The law regarding religious accommodation is rooted in the First Amendment free exercise clause: that is that the government will make no law that restricts the free exercise of religion. The tension comes from a separate clause of the Constitution, referred to as the Establishment Clause: Government shall not establish a religion. Mahwah has interpreted this clause, as Tenafly did before them, to mean that it is illegal for the government to permit an eruv since it gives tacit recognition to religious practice on public land. Here’s the problem, though: Governments do it all the time and they cannot discriminate. If you use utility poles for Christmas decorations on an annual basis you cannot turn around and say unobtrusive string creates a municipal endorsement of religious practice because it impedes on no one’s right, but removing the wires has the effect of discriminating against observant Jews.
And that is where the eruv zoning laws fail.
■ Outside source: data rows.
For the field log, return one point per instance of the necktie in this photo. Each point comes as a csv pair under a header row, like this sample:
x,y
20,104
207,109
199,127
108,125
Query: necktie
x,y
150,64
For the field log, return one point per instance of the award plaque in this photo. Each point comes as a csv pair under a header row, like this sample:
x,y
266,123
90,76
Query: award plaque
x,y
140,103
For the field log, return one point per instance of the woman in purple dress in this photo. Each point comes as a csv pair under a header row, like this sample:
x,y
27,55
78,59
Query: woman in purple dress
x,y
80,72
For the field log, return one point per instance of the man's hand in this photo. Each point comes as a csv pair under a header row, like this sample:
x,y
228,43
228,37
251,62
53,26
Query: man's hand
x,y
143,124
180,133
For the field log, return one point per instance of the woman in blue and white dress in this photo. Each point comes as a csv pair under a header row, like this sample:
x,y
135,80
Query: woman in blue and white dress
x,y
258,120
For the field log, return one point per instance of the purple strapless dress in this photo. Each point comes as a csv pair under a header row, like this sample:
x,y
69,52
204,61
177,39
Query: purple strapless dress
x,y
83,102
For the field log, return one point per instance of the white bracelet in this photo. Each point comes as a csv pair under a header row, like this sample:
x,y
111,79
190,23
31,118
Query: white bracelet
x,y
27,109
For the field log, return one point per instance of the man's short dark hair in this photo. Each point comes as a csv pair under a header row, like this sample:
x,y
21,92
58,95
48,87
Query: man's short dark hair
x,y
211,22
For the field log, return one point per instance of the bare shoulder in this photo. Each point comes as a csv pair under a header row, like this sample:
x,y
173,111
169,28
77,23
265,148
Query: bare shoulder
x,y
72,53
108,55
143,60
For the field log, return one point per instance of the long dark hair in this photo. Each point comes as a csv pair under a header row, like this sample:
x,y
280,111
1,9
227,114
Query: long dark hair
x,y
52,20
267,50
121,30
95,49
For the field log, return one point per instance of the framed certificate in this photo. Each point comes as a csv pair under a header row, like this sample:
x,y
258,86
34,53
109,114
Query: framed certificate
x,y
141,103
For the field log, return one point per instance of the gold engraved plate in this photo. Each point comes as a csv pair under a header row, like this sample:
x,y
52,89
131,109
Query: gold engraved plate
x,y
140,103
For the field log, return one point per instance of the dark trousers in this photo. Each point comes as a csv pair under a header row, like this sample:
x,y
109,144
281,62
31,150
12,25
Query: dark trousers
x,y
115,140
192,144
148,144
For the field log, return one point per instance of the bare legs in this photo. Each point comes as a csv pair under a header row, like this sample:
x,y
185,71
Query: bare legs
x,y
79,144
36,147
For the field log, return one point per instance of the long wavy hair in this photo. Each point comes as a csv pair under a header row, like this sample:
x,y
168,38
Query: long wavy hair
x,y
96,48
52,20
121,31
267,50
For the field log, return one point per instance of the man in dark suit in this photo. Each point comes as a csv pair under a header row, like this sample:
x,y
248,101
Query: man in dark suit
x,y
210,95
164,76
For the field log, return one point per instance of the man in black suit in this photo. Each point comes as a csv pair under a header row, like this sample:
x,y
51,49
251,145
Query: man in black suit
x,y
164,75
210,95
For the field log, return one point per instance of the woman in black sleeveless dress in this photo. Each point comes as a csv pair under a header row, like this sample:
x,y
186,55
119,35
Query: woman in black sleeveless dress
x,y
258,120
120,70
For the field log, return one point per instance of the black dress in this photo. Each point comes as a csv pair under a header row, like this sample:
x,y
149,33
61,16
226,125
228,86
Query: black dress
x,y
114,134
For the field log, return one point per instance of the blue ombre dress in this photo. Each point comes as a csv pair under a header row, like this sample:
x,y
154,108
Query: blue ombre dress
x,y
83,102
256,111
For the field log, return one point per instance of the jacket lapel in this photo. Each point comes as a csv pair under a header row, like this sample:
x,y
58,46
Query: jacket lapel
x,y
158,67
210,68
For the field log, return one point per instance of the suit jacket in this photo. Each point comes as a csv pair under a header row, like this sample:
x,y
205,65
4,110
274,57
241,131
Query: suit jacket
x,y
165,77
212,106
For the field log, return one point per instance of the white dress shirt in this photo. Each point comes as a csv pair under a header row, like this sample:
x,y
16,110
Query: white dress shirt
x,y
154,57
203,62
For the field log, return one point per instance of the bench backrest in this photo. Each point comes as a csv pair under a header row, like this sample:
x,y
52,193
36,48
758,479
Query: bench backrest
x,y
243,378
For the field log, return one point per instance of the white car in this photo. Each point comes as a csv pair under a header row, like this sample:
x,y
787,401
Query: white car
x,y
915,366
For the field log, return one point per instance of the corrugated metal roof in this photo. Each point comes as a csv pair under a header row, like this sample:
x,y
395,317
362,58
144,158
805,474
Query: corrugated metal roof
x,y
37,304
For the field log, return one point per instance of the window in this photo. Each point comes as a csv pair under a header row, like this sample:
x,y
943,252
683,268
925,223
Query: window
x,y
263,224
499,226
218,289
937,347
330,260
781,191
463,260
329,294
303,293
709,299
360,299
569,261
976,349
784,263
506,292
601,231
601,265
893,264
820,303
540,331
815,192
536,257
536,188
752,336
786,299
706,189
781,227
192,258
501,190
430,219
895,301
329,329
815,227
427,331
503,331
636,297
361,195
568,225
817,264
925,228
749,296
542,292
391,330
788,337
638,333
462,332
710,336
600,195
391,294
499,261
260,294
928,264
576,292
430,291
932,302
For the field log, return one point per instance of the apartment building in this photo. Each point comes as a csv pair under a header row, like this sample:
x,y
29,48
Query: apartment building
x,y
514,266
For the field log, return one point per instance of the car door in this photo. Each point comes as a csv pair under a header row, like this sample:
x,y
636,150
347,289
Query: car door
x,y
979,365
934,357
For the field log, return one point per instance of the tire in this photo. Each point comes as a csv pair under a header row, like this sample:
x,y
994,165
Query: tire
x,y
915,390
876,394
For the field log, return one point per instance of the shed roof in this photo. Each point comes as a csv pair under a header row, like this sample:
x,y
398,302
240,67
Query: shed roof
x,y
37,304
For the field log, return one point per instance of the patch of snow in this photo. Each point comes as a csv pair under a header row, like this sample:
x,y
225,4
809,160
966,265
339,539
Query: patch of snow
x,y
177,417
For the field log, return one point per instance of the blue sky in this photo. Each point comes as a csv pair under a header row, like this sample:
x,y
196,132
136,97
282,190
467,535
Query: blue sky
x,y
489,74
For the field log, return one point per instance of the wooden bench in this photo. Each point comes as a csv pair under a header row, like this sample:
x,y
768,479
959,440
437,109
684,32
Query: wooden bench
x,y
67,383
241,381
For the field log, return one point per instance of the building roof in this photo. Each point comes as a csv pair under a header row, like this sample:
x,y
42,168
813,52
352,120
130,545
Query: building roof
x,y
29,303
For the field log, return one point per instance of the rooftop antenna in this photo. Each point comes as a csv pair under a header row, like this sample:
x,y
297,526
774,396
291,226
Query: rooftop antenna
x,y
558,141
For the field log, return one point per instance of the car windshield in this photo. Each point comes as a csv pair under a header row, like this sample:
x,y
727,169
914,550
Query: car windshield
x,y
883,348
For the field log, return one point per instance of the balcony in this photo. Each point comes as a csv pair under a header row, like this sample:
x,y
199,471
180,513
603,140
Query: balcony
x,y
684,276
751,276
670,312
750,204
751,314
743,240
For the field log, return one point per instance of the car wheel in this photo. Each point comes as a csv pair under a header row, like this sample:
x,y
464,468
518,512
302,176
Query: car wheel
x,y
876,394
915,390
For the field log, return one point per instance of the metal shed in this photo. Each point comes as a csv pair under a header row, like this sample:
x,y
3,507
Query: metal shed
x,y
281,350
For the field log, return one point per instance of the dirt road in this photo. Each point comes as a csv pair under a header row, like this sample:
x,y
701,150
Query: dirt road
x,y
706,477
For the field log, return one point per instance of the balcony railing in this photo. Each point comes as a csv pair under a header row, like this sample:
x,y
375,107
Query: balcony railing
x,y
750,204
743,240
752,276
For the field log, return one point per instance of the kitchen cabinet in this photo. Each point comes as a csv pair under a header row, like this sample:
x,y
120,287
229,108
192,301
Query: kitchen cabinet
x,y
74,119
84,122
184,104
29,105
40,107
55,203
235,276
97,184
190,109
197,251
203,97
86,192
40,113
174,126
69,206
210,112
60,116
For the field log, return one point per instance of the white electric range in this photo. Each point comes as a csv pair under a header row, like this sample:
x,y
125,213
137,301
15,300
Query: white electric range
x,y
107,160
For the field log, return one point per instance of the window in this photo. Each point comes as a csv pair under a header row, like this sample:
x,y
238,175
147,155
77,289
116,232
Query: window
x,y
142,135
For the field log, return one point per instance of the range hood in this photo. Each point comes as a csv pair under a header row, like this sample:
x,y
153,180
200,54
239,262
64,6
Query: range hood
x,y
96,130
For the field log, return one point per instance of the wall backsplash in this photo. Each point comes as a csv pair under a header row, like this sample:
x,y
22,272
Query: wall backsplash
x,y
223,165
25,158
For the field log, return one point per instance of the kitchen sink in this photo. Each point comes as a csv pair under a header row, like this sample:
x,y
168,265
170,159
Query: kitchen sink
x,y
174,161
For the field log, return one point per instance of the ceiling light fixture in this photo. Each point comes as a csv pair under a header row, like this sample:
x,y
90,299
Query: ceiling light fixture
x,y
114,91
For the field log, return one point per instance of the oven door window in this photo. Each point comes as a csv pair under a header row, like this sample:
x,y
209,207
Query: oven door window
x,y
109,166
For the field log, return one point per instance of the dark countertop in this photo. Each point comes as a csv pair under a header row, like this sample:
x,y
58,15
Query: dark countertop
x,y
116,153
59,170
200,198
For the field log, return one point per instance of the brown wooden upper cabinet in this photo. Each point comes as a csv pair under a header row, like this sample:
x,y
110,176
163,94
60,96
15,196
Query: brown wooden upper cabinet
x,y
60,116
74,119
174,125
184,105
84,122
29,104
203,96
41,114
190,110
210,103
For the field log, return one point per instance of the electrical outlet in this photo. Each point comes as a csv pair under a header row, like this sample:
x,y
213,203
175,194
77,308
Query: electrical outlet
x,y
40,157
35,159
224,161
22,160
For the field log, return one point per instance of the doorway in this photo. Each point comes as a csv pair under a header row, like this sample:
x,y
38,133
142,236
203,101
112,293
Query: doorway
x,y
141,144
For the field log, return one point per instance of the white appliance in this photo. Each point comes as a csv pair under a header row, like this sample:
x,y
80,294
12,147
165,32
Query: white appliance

The RFRA was specifically passed so as to allow religious expression with the least possible amount of government intrusion into religious practice when the practice is not hurting anyone. The impetus for passing the RFRA was a case that came to the Supreme Court involving Native Americans who were prosecuted for using a hallucinogenic drug, Peyote, as part of a religious rite. Although the Indian group kept to themselves and were not bothering anyone, they were prosecuted under Federal Drug Laws and convicted of a felony crime. Native Americans and their advocates were appalled, and so were some members of Congress. So much so that during the Clinton administration the RFRA was overwhelmingly passed with bipartisan support.
The crux of the RFRA is that in order for a law that affects a religious practice to be enforced, the legislative body must show a compelling reason for the law. In addition, they must show that the enforcement procedure is the least intrusive way to effect the compelling reason. This is referred to in law as “strict scrutiny.” It requires the most exacting standards for not only laws restricting religious practice, but also procedures to make sure religious practices are not unreasonably burdened.
The effect of the RFRA would mean that a state could ban a religion that requires it from sacrificing babies to appease a deity, but at the same time it could not pass a zoning regulation that prohibits a house of worship from opening because it does not have enough parking spaces. Alternatively, it cannot stop a religious organization from contracting with a local utility to place pieces of plastic on its pole and string some wires across its poles if the utility is willing to allow them access to their property.
Barry Honig has warned Mahwah to make peace with the Eruv Association. The fight they are engaging in is costly and futile. He has added another observation: the addition of an eruv really has not changed the character of the town. Despite her initial fears, Tenafly’s mayor at the time, Ann Moscovitz, agrees. She recently said, “In the years since the eruv controversy erupted, not much has changed. “It’s still a beautiful town,” observed Moscovitz. The school district remains excellent, and its budgets pass annually. Several Orthodox residents have served on the council and in other volunteer capacities.”
That is not only true in Tenafly, but in the vast majority of the 22 communities across New Jersey that have eruvin. In truth, the eruvin are inclusive in that they allow for a more diverse society. They permit Orthodox Jews to fully engage in communities and add to the culture that exists—whether it is in Tenafly, Passaic, West Orange, Livingston, Maplewood, Fair Lawn or Teaneck.
Even in Tenafly, most of the critics admit now that they overreacted. Former president of the Eruv Association Erez Gottlieb said, “Tenafly serves as an example of how fears can be amplified before they have a chance to be actualized.” A former town council member, Joseph Salvatore, agrees. He recently said, “A lot of the fears never materialized…. It was much ado about nothing.”